Stef Kriel Re: Picasa helps you see better - without glasses

Love the scenario - here are some more future perspectives from the optometric profession:
** A unique feature of the software it that, for drivers of self-drive vehicles on remote roads, it limits the enhancement facility to x3, as to the normal x 50 on automated highways on which human drivers are not permitted.
** The International Olympic Committee has already commissioned its ethics committee to develop scrambler software that will nullify the effect of PicPerfect in sports where it will give the athlete an unfair advantage.
** The military is working on an upgrade, dubbed "Chameleon" whereby the software will allow the user to uncouple his or her binocular vision and turn each eye independently via links to the frontal lobes, midbrain and vestibular center, without the confusion of diplopia (double vision).
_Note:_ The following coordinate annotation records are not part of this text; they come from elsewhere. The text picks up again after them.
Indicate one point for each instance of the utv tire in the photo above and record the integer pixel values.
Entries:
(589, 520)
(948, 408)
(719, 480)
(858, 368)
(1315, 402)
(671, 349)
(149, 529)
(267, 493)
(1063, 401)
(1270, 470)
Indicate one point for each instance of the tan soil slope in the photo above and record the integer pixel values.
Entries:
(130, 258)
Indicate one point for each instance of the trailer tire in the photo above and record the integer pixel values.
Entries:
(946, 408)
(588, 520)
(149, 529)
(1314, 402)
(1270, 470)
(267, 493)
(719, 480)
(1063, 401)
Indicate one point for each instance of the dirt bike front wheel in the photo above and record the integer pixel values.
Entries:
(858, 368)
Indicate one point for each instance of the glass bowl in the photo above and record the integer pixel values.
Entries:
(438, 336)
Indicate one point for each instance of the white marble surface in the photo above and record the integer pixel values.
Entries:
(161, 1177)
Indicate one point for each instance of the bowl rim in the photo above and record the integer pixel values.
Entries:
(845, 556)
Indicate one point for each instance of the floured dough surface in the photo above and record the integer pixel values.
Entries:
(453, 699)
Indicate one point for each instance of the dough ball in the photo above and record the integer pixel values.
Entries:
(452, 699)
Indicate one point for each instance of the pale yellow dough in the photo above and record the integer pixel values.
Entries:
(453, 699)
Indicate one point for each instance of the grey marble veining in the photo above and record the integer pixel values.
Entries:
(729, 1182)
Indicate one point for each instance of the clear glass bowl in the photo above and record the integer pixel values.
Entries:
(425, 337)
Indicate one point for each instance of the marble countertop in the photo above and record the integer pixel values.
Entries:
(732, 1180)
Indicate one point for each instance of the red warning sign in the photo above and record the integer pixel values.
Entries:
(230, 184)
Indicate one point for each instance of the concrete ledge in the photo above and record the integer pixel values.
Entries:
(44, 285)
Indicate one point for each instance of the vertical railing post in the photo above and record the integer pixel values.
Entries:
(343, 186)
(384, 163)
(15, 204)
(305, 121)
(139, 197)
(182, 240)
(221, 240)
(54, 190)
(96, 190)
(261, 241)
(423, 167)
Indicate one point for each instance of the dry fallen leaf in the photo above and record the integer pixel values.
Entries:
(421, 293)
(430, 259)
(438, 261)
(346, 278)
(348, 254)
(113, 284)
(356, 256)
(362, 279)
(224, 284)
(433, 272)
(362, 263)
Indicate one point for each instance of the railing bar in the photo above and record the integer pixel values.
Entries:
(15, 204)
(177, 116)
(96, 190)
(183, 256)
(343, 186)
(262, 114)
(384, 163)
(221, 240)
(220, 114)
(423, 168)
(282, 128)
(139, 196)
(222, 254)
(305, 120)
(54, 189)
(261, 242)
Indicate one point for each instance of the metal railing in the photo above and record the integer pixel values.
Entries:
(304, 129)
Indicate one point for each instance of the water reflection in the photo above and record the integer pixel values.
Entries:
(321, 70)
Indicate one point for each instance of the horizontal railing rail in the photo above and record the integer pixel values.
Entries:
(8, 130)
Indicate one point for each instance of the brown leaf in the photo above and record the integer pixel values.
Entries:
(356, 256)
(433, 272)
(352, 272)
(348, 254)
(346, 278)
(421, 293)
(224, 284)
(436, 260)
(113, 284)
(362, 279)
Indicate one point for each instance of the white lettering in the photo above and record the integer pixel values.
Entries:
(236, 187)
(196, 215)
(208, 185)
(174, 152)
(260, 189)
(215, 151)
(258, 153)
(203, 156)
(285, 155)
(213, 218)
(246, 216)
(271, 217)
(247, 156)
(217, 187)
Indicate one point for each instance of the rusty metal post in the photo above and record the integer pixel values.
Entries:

This will allow police and SWAT teams a "panoramic" view of their surrounds without cumbersome headgear or orientation confusion.
Posted: 11 November 2010 at 08:29

C.Bernt Sannwald Re: Picasa helps you see better

great article!

Then on: why not cross-checking actual visual impressions with the google-earth/-picture data-base and a historic environment data-base to travel virtually back to former times, enjoy historic (i.e. medieval) sensations and happenings as well as connect to future scenarios of people and environment.
Posted: 11 November 2010 at 18:14

Neil Jacobsohn End of blindness in sight

As technoloogy advances, so we move towards the end of blindness - just one of the many diseases that will be made history as we unlock more and more ways to heal ourselves. Now if only we could learn to remove mankind's propensity for war and violence....
A FuturesForum post (titled: "End of blindness in sight") refers to this MindBullet. The full FuturesForum post can be read here:
Posted: 7 March 2011 at 09:27

Neil Jacobsohn I can see clearly now how blindness can be beaten!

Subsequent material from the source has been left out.